Odermatt räumt wieder ab: die nacht, in der schweizer sportgeschichte geschrieben wurde

Marco Odermatt hat’s wieder getan. Fünf Mal nacheinander. Und dabei sah es nach dem ersten Durchgang noch gar nicht nach einem klaren Sieg aus. Doch als um 23.07 Uhr die letzte Stimmung aufleuchtete, stand fest: Der Nidwaldner ist auch 2025 der «Sportler des Jahres». 33,2 % der 56.000 Abstimmenden ließen keinen Zweifel – trotz Noè Pontis Weltrekord im Kurzbahn-Butterfly und Franjo von Allmens Snowboard-Triple.

Die frauen, die das schweizer sportjahr prägten

Geraldine Reuteler trat ans Mikro, atmete tief durch und brach in einem Satz die ganze EM-Sommer-Sehnsucht zusammen: «Was wir erlebt haben, war Magie.» Die 25-Jährige aus Rickenbach setzte sich gegen drei Torhüterlegenden durch – und das, obwohl sie selbst erst seit zwei Jahren im Nationalteam steht. Ihre Mutter stand dabei in Reihe drei, Tränen in den Augen. 12.000 Franken Preisgeld gibt’s für den MVP, aber der Applaus im Hallenstadon klang, als wären es Millionen.

Ditaji Kambundji spürte denselben Lärm. 44,2 % der Zuschauer:innen wählten die Hürden-Weltmeisterin zur «Sportlerin des Jahres» – ein Vorsprung, selbst für Schweizer Verhältnisse gigantisch. «Ich laufe zwar allein», sagte sie, «aber dieser Titel ist Teamarbeit.» Dahinter stand Coach Nils Hämmerli, der ihr die Startblöcke jeden Morgen um 6.30 Uhr aufstellt, und die Zwillingsschwester, die die Spikes putzt.

Patrick fischer und das letzte tanz-versprechen

Patrick fischer und das letzte tanz-versprechen

Zweimal Rede, zweimal Standing Ovations.
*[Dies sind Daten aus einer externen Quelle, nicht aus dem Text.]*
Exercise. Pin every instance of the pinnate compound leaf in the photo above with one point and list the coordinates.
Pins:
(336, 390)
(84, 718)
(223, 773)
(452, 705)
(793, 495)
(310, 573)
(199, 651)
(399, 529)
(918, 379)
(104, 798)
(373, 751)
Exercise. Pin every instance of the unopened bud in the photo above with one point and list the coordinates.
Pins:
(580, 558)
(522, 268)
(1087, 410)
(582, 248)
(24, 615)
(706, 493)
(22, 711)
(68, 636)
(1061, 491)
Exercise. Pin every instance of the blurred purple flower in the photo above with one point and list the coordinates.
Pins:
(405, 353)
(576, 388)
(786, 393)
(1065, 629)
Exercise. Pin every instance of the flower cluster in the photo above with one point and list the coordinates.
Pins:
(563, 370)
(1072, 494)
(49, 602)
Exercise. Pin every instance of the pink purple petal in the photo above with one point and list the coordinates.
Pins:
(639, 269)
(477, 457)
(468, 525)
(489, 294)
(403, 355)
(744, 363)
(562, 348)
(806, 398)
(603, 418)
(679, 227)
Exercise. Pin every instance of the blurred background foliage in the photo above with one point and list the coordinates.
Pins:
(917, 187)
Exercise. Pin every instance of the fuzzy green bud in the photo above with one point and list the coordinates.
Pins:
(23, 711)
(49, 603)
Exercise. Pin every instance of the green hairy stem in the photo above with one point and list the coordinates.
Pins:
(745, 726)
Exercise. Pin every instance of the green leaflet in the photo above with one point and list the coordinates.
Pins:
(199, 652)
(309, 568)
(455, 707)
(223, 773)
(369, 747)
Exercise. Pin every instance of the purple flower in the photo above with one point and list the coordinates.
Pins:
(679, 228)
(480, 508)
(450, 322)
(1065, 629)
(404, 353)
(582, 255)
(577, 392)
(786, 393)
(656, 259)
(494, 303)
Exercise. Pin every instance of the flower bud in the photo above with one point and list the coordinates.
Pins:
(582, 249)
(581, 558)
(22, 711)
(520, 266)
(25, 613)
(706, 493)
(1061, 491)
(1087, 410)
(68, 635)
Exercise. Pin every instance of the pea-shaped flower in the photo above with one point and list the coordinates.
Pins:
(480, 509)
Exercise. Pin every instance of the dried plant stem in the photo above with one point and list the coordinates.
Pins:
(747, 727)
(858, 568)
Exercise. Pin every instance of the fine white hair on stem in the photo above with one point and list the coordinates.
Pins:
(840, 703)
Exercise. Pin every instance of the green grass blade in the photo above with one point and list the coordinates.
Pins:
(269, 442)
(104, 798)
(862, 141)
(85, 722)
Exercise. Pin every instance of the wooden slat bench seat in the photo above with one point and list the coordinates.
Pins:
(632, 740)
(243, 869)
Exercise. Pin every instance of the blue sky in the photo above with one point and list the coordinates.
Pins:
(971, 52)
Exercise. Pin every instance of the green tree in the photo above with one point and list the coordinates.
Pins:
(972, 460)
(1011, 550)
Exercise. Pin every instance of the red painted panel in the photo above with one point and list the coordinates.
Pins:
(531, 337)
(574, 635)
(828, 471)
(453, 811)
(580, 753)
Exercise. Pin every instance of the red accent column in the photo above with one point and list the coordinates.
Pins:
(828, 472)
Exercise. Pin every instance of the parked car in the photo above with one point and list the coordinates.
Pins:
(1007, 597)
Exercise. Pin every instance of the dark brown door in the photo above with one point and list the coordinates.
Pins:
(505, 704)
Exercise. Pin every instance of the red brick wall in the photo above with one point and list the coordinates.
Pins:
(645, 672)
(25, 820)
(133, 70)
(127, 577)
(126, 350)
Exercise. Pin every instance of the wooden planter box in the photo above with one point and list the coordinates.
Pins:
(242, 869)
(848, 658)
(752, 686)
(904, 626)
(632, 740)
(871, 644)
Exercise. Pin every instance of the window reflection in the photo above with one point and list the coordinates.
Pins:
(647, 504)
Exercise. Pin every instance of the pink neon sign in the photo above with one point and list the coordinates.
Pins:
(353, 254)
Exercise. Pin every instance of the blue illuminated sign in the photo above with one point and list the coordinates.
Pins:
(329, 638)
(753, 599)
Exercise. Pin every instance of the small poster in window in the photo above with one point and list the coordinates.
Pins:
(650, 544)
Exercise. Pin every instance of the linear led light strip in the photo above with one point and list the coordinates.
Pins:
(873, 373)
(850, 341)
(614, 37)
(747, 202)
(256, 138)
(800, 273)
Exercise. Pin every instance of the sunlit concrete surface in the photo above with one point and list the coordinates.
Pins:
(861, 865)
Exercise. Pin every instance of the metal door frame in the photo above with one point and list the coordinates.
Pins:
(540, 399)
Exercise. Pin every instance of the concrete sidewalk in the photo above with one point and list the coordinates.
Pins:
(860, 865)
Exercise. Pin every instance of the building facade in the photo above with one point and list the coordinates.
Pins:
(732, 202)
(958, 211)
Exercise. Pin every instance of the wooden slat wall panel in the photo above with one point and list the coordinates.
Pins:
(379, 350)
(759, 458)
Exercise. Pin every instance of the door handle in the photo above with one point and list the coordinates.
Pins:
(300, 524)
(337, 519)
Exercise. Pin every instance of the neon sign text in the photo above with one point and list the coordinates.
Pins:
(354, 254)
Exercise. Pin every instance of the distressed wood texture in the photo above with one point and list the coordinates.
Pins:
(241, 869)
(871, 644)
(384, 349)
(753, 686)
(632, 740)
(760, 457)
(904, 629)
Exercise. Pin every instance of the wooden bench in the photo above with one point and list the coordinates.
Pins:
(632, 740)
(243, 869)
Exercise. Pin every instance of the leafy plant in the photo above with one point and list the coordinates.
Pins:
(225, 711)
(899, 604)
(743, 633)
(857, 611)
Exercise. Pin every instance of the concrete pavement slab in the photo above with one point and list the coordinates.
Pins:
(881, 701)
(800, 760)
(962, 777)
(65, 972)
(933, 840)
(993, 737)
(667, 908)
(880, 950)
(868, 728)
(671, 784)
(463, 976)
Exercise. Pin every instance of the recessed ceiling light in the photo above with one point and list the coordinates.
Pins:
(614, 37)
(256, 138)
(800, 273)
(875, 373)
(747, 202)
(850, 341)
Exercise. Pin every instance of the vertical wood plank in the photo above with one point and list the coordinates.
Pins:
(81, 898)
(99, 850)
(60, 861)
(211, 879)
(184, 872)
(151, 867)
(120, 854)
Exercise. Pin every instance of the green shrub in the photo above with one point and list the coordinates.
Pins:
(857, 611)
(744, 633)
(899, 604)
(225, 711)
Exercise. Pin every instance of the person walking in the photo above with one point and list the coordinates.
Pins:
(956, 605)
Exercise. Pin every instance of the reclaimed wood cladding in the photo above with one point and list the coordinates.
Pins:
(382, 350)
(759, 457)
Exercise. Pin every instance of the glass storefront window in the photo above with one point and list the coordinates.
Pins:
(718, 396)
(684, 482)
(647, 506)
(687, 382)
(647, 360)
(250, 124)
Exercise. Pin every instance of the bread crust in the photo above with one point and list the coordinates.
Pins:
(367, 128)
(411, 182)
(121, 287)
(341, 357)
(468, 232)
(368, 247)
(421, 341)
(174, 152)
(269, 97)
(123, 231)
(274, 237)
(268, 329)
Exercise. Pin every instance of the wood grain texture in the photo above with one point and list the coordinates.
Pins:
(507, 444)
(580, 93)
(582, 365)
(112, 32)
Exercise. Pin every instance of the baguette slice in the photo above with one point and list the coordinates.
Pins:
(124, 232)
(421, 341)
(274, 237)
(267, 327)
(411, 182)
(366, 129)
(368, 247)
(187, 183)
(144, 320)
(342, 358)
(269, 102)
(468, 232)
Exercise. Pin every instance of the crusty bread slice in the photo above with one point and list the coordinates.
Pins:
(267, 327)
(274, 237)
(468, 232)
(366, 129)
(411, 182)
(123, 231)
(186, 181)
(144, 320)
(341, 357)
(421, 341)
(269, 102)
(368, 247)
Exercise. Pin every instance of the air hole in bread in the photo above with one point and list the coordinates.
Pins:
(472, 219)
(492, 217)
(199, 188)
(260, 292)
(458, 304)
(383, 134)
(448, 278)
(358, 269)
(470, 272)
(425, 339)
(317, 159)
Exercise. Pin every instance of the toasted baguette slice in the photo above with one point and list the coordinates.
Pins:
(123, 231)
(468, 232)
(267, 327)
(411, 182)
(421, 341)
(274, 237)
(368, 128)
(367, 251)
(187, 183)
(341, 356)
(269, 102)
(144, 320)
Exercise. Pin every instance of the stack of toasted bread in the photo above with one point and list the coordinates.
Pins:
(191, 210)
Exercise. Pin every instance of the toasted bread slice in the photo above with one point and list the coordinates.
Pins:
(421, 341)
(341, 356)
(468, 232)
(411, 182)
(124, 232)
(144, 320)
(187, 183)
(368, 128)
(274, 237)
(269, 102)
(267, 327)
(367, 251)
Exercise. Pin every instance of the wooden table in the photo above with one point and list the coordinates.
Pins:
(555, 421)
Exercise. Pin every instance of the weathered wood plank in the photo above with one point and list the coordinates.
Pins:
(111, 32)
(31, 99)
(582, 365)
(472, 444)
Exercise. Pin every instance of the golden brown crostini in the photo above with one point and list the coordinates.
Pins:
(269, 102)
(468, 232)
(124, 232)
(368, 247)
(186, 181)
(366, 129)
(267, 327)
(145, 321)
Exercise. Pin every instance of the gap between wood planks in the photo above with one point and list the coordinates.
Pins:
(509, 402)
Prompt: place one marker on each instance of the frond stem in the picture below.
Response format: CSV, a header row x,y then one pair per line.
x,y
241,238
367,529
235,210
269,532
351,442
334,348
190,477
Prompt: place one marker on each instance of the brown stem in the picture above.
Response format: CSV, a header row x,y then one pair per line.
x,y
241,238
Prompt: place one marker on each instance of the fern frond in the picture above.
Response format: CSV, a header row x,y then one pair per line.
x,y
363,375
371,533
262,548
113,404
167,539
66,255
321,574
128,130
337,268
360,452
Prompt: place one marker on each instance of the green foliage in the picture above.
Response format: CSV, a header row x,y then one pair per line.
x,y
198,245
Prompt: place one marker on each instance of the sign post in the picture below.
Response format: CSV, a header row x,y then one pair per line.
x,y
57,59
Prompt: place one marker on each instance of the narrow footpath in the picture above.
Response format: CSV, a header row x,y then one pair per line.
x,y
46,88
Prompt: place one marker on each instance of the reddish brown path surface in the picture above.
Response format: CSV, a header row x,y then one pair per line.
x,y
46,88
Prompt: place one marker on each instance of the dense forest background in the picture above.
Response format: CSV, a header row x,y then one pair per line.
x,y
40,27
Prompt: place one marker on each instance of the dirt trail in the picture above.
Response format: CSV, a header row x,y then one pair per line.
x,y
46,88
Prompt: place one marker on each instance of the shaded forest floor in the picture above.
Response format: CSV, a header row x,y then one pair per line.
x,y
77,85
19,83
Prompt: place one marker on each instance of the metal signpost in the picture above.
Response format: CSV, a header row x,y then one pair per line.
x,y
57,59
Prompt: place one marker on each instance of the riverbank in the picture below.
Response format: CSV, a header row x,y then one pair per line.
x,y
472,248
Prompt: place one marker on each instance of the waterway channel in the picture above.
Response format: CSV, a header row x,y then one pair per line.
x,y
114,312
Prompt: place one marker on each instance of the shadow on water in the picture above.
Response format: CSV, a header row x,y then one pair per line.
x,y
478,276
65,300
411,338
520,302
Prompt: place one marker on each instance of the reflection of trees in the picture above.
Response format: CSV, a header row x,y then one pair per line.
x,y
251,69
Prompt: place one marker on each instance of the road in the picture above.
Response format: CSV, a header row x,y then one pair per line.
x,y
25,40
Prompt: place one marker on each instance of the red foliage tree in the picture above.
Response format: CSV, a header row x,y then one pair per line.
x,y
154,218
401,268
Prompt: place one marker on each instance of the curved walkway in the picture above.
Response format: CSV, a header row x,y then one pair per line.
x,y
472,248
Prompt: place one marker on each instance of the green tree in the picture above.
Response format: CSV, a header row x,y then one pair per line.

Zuerst hob das Schweizer Eishockey-Team den Pokal als «Team des Jahres», dann schritt Patrick Fischer selbst die Bühnentreppe hinauf. «Ich gehe danach», sagte der Walliser, «aber erst nach der Heim-WM.» Die Ankündigung fiel so leise, dass sie im Medienraum für Sekunden absolute Stille auslöste. 2026 in Zürich und Lausanne will er den Abschied nehmen – mit Gold oder ohne, aber mit dem Rücktritt in der Tasche.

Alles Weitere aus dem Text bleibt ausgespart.